Optimizer robustness: Performance is stable across optimizers (SAM, SGDm), and always yields BWT above -1%, outperforming all baselines that exhibit negative BWT in at least some settings.
Figure 2: NESS performance (forgetting rate and task stability) compared with SGP, TRGP, and DFGP baselines on miniImageNet.
Figure 3: NESS performance (forgetting rate) across CIFAR-100 for multiple random seeds; green indicates improving task accuracy, red denotes loss.
Figure 4: Adapter size and relative efficiency of NESS; trainable parameters are substantially reduced compared to unconstrained continual adaptation.
Practical and Theoretical Implications
The direct null-space parameterization eliminates the need for complex subspace tracking or episodic memory, offering a plug-and-play orthogonality constraint compatible with diverse architectures. The technique is especially synergistic with parameter-efficient adaptation frameworks (e.g., LoRA, HiRA, Butterfly factorization), suggesting efficient continual adaptation for large-scale models.
Further, the stability guarantee enables robust deployment in scenarios where task boundaries are unclear or access to prior inputs is limited (though constructing the null-space basis currently requires at least a single pass over prior data).
Potential future directions:
Threshold tuning: Selecting ε1 dynamically per layer or task may optimize the adaptation-stability tradeoff.
Extension to other layer types: Applying NESS to biases and normalization layers may increase model expressivity.
Memory-free continual learning: Investigating null-space basis construction with limited access or statistical summaries of prior data.
Scalable deployment for LLMs and multimodal architectures: Given parameter efficiency, NESS is promising for CL in resource-constrained settings or for continual adaptation of foundational models.

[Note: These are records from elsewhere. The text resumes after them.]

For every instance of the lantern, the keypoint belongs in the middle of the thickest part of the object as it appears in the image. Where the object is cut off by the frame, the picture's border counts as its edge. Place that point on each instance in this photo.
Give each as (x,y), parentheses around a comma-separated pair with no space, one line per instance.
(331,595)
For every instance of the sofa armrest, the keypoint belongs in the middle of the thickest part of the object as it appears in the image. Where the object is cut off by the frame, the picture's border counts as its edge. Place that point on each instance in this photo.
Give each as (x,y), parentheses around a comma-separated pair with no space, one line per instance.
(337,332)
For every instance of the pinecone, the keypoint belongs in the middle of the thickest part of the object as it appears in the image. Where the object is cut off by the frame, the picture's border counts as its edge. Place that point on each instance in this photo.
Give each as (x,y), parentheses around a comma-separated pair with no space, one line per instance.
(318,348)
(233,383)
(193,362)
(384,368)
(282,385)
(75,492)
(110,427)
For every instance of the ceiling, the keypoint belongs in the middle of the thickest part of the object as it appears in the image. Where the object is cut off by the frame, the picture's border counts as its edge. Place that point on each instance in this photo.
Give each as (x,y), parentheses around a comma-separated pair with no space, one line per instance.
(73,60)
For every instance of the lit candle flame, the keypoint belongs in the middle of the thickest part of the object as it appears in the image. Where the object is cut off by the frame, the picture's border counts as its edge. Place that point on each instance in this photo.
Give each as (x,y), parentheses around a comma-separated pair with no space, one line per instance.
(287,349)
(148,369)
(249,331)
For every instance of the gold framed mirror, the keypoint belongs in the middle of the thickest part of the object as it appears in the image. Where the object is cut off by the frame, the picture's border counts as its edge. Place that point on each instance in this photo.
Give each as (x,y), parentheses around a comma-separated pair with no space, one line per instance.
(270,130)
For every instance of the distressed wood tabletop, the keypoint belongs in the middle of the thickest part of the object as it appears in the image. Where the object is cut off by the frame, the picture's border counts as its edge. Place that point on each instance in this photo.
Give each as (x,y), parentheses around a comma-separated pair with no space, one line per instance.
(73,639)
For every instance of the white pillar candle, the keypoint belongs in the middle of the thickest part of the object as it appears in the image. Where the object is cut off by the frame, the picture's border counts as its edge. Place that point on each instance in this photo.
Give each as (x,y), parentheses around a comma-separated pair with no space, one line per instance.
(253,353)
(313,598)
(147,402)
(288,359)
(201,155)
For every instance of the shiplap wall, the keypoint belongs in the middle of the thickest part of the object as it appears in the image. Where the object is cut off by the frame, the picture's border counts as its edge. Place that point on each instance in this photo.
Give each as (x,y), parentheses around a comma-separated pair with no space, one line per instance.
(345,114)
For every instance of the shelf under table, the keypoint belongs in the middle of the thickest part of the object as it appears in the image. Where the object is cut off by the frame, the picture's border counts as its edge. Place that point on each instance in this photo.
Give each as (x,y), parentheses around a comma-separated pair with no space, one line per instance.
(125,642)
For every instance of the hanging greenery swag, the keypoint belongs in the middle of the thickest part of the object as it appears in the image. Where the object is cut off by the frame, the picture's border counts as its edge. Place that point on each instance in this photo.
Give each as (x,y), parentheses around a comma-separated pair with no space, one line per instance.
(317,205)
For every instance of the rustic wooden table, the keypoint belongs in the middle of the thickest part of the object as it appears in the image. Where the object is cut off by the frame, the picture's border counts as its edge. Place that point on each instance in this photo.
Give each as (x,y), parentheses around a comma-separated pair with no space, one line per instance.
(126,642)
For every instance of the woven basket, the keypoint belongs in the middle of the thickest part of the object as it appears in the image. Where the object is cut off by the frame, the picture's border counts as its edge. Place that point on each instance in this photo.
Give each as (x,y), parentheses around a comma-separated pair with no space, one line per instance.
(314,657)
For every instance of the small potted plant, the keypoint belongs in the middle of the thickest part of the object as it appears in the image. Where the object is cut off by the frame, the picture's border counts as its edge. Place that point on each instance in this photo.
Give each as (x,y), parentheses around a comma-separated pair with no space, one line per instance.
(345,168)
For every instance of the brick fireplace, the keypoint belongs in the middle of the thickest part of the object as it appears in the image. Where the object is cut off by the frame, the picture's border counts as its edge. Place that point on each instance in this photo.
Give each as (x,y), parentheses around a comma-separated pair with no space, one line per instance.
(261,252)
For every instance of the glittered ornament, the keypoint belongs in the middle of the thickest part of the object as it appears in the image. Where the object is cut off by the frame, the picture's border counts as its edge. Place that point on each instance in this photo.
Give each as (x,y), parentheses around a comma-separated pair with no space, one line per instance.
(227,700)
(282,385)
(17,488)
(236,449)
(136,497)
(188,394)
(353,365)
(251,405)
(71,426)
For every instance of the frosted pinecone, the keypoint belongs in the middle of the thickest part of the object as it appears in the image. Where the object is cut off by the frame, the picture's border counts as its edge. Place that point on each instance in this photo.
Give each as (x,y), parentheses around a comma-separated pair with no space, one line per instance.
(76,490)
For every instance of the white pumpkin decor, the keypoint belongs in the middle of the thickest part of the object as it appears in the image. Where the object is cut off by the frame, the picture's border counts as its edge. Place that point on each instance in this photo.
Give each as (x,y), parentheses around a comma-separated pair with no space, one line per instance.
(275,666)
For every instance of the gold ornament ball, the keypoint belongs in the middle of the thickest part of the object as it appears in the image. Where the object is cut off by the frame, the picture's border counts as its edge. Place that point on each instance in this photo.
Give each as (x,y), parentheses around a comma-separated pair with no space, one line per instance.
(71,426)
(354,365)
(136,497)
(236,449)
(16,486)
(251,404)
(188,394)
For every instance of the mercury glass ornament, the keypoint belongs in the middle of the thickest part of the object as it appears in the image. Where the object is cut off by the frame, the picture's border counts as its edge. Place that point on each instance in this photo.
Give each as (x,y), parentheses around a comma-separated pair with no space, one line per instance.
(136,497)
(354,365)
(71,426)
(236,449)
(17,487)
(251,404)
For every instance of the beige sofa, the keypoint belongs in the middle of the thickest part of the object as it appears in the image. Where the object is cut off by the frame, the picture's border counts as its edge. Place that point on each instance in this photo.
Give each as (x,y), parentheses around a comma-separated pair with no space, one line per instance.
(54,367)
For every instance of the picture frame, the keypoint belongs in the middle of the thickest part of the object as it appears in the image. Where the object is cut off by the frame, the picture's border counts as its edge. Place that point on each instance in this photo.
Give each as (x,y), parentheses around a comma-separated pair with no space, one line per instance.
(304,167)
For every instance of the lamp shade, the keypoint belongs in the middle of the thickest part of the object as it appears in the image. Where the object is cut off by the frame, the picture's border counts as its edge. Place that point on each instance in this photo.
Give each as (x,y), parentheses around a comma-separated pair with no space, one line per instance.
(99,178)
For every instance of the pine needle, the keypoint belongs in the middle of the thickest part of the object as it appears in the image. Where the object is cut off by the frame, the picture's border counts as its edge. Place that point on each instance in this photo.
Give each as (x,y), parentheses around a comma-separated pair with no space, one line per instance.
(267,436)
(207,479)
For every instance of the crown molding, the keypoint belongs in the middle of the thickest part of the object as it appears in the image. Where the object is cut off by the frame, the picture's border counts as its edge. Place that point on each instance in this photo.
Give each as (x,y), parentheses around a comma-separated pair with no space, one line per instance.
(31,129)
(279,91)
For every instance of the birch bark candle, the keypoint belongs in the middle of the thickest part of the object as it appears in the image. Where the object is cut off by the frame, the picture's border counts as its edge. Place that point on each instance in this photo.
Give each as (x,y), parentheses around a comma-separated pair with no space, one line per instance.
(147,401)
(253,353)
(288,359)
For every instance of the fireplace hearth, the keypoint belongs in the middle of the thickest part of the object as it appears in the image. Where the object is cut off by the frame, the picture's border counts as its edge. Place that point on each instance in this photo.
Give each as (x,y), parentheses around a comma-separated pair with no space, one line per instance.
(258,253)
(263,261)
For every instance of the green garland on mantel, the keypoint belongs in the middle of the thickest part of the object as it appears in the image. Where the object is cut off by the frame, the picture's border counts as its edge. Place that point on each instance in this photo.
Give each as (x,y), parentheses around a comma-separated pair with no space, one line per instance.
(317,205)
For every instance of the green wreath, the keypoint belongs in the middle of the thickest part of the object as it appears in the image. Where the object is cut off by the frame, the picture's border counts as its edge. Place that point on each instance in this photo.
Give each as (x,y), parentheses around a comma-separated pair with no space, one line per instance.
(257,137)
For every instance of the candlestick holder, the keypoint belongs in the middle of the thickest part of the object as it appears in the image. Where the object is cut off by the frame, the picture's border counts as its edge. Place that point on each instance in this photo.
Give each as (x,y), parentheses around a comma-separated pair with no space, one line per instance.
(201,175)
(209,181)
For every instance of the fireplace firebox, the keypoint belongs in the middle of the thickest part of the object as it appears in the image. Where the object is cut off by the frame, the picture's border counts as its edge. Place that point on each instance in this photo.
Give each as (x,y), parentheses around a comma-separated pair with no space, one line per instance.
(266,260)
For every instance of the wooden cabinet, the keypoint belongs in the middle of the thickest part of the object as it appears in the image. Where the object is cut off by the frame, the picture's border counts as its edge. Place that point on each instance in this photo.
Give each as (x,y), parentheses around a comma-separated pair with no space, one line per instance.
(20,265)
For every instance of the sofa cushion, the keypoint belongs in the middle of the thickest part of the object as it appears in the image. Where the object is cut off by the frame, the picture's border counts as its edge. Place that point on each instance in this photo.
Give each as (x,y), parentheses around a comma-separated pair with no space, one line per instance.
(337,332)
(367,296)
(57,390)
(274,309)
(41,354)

Figure 5: Comparative visualization of forgetting rates across methods and tasks; NESS consistently maintains low forgetting.
Conclusion
The NESS algorithm introduces a principled, parameter-efficient approach to continual learning by constraining updates directly to the approximate null space of previous inputs, as determined by small singular values. This method achieves strong empirical performance and robust stability, confirming the significance of small singular directions in CL. Theoretical guarantees and practical efficiency highlight its potential across domains, although further research on threshold selection, memory-free settings, and extension to other components is warranted.